Une prothèse pour arriver à dire ce que le cerveau pense

Dans le but de mettre au point une technologie capable de produire un discours plus fluide, les chercheurs se sont intéressés à l’activité du cerveau lorsque les personnes parlent.
Photo: Getty Images Dans le but de mettre au point une technologie capable de produire un discours plus fluide, les chercheurs se sont intéressés à l’activité du cerveau lorsque les personnes parlent.

Des chercheurs de l’Université de Californie à San Francisco ont mis au point une prothèse permettant de redonner la parole à des personnes l’ayant perdue lors d’un accident cérébral vasculaire ou en raison de la maladie neurodégénérative dont elles sont atteintes. Cette prothèse permet de synthétiser ce que ces personnes désirent exprimer verbalement à partir des signaux électriques émis par les régions de leur cerveau impliquées dans la parole.

Actuellement, les personnes atteintes de graves paralysies les privant de la parole, comme le physicien Stephen Hawking qui souffrait d’une sclérose latérale amyotrophique, par exemple, font appel à un dispositif qui détecte les petits mouvements des yeux ou de la tête qu’elles arrivent encore à faire pour sélectionner chaque lettre composant les mots qu’elles veulent dire. Bien que ces dispositifs améliorent la qualité de vie des patients, ils traduisent leur pensée très lentement, générant tout au plus dix mots à la minute, alors que normalement nous émettons en moyenne 150 mots à la minute.

Dans le but de mettre au point une technologie capable de produire un discours plus fluide, les chercheurs se sont intéressés à l’activité du cerveau lorsque les personnes parlent. Ils ont alors découvert que les signaux émis par les centres de la parole situés dans le cortex ventral sensorimoteur constituaient en fait les instructions destinées aux différentes composantes du conduit vocal afin d’en coordonner les mouvements.

Dans leur plus récente étude qui fait l’objet d’une publication dans la dernière édition de Nature, les chercheurs ont fait lire à voix haute quelques centaines de phrases à cinq patients épileptiques, chez lesquels on avait implanté une série d’électrodes dans le cerveau afin d’en enregistrer l’activité dans le but de repérer la source de leurs convulsions. Certaines électrodes avaient été insérées au-dessus du cortex ventral sensorimoteur pour enregistrer l’activité de cette région pendant qu’elles lisaient.

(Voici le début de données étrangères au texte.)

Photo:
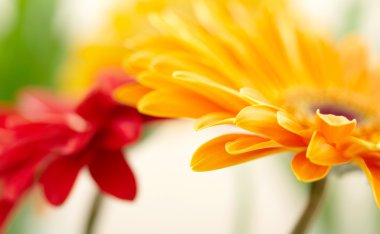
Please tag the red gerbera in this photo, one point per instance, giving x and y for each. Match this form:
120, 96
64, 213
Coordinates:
49, 142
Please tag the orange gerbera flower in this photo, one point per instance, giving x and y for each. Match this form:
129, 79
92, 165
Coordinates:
250, 64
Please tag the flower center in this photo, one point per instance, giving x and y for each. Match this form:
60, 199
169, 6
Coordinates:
338, 111
303, 104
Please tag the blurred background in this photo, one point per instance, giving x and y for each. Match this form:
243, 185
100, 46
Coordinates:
259, 197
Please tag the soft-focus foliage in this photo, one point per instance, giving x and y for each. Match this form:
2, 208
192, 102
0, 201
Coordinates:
32, 48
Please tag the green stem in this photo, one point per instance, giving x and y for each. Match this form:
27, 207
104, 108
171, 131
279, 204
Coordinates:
94, 213
316, 193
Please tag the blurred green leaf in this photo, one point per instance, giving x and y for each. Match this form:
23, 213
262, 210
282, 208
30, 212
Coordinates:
352, 18
30, 53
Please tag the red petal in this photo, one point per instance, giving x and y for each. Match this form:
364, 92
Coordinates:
113, 175
38, 104
6, 207
121, 132
59, 177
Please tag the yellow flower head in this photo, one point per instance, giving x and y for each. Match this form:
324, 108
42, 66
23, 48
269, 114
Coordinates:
249, 63
105, 51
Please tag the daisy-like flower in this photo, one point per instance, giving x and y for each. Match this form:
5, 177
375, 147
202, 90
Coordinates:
48, 142
105, 50
249, 63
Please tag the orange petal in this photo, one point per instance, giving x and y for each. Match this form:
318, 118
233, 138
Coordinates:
321, 152
291, 125
334, 128
373, 174
213, 155
130, 94
223, 95
252, 96
214, 119
262, 120
250, 143
307, 171
353, 146
176, 103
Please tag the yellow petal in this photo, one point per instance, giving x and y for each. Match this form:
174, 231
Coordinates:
262, 120
130, 94
373, 174
291, 125
213, 155
321, 152
334, 128
214, 119
307, 171
176, 103
224, 96
250, 143
353, 146
252, 96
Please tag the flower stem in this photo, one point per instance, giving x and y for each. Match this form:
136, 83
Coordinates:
94, 213
316, 193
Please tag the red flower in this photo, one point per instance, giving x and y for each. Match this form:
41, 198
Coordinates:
49, 142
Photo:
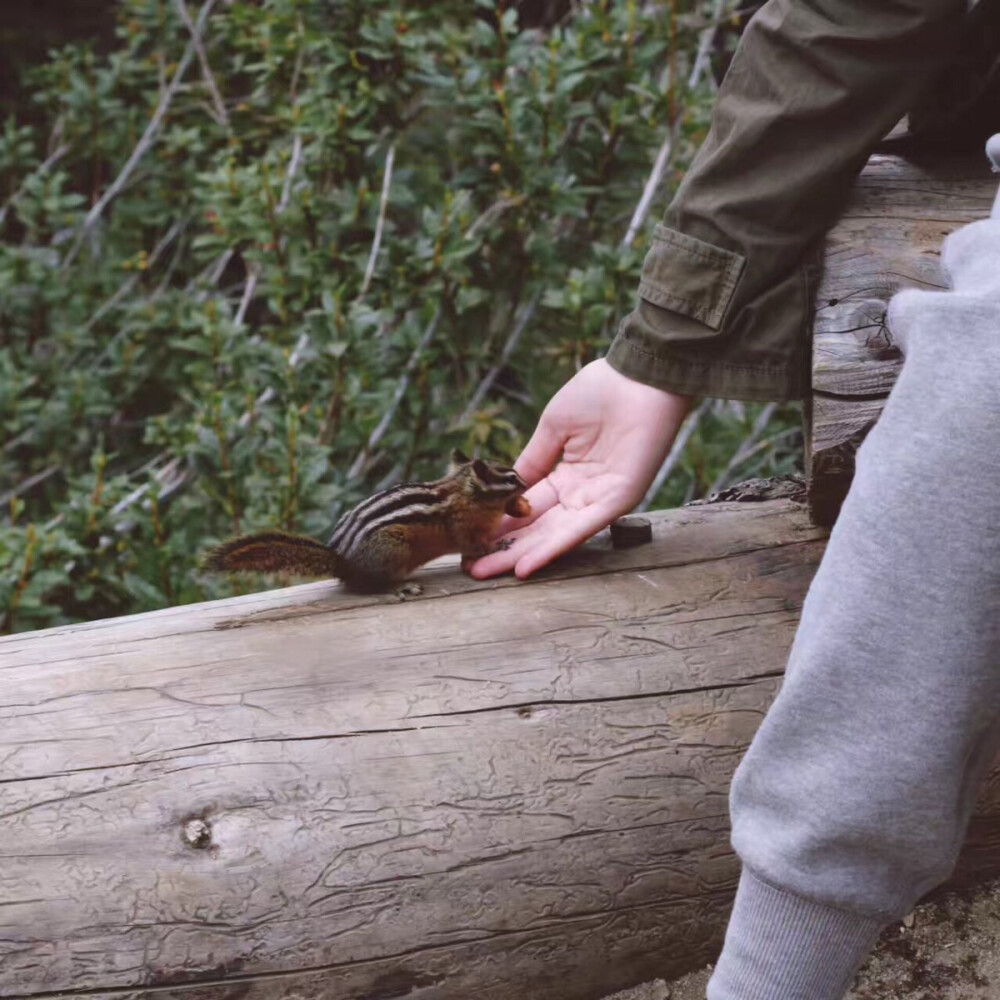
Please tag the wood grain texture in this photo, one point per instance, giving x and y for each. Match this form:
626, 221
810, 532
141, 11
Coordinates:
495, 790
888, 238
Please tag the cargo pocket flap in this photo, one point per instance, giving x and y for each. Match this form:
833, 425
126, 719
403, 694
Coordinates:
690, 277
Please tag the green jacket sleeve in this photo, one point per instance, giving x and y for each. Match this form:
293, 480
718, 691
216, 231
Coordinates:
725, 297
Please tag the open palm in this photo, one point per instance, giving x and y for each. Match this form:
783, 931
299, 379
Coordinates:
595, 451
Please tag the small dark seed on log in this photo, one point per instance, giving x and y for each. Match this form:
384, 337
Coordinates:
628, 532
197, 833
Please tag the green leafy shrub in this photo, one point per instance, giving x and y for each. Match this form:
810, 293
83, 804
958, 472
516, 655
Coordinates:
264, 258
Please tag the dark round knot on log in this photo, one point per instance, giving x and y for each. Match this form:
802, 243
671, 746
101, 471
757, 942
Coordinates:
197, 833
628, 532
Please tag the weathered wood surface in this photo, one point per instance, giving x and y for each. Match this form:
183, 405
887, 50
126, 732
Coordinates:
496, 790
888, 238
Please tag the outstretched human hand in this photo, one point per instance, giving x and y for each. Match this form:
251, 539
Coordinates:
613, 434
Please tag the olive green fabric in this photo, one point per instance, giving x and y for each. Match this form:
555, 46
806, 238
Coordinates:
725, 300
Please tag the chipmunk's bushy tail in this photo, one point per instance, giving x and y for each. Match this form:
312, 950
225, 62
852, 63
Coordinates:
273, 552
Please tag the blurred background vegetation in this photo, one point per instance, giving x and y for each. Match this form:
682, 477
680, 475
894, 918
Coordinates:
260, 259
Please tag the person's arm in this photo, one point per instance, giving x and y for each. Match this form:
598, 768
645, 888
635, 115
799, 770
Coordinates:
725, 296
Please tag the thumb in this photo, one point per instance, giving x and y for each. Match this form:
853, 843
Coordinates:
540, 453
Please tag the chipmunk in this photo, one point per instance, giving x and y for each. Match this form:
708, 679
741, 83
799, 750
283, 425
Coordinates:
384, 538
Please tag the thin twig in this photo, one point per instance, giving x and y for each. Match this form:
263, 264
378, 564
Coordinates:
206, 69
164, 241
676, 451
27, 484
747, 448
390, 158
268, 394
144, 144
702, 60
293, 169
43, 169
496, 209
357, 466
649, 191
508, 348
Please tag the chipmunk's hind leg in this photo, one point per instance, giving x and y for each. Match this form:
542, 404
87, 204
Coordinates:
385, 560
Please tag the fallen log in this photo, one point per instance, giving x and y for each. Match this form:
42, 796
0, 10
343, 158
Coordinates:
494, 790
888, 238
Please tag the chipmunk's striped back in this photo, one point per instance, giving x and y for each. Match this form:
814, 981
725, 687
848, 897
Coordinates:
387, 536
477, 480
408, 503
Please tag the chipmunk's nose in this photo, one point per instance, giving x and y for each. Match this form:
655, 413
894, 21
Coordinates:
993, 152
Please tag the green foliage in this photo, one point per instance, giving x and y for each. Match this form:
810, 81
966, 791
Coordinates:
225, 344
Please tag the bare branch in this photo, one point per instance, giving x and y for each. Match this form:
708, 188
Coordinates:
748, 447
495, 210
293, 169
508, 348
390, 158
649, 191
357, 466
702, 60
27, 484
165, 240
144, 144
43, 169
206, 69
680, 443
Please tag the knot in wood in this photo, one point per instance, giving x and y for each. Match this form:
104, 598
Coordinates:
197, 833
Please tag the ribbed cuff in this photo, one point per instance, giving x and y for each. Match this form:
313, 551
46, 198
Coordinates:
783, 947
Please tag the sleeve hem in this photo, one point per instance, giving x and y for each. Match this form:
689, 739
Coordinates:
691, 378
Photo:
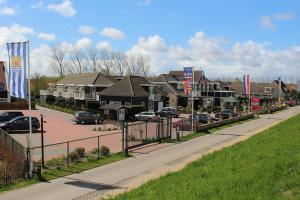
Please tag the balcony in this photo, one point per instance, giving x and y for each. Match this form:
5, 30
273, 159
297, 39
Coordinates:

Comme il a été impossible de traquer les mouvements de la langue, des lèvres et du larynx des patients en même temps que les signaux cérébraux, les chercheurs ont procédé à des enregistrements audio des volontaires lorsqu’ils lisaient. À l’aide d’un réseau de neurones artificiels, ayant la forme d’un algorithme d’apprentissage profond qu’ils avaient élaboré, ils ont ensuite pu déterminer tous les subtils mouvements articulatoires du conduit vocal qui devaient être effectués lors de l’élocution des phrases enregistrées dans la trame audio. Ils ont ainsi obtenu un conduit vocal virtuel qui peut être contrôlé par l’activité cérébrale — provenant du cortex ventral sensorimoteur — à l’aide d’un autre réseau de neurones artificiel (ou algorithme) capable de décoder les signaux cérébraux produits lorsque les personnes lisaient et de les transformer en mouvements du conduit vocal virtuel. Ensuite, un second réseau de neurones artificiel convertit ces mouvements articulatoires du conduit vocal virtuel en sons synthétiques qui sont générés par un synthétiseur.

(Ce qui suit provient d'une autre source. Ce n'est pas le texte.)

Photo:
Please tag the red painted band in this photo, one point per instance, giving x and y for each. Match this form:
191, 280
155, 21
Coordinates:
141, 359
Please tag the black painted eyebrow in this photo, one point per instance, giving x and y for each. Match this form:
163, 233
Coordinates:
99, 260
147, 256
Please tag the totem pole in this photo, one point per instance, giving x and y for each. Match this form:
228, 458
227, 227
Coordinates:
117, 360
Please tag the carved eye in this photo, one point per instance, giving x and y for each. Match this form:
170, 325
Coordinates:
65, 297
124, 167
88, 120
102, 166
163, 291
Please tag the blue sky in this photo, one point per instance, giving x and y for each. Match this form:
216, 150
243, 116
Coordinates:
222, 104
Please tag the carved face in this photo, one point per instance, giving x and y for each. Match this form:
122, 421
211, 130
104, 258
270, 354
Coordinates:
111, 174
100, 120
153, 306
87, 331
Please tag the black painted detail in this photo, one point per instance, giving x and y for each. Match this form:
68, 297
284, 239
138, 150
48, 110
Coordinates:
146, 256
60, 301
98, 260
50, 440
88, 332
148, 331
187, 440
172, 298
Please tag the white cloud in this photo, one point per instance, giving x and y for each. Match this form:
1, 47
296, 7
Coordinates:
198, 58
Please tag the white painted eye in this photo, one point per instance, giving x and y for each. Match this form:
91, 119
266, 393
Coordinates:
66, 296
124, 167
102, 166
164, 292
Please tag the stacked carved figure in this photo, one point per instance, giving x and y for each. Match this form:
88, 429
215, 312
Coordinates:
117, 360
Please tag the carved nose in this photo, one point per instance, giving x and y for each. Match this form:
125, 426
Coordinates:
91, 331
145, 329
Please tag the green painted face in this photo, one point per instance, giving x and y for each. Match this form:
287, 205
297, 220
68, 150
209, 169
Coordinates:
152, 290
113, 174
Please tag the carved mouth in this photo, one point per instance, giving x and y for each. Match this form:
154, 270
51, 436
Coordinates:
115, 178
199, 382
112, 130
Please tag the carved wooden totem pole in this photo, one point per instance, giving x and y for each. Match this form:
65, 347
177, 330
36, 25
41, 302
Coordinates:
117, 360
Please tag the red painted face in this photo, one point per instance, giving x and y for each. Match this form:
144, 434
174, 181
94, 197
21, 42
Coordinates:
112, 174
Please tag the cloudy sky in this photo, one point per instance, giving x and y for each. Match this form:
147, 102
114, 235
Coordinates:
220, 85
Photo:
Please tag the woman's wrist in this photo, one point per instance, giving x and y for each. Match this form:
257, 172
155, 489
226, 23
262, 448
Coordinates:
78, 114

La parole synthétique produite par ce système s’est avérée beaucoup plus compréhensible que celle obtenue par d’autres chercheurs ayant tenté de traduire directement les signaux cérébraux en discours synthétique sans passer par une simulation du conduit vocal de la personne.

Les chercheurs qui ont publié leur démarche et leurs résultats dans la revue Nature s’appliquent à raffiner leur technologie et espèrent même en arriver à reproduire la musicalité de la voix humaine, ce qui permettrait d’exprimer les émotions du locuteur.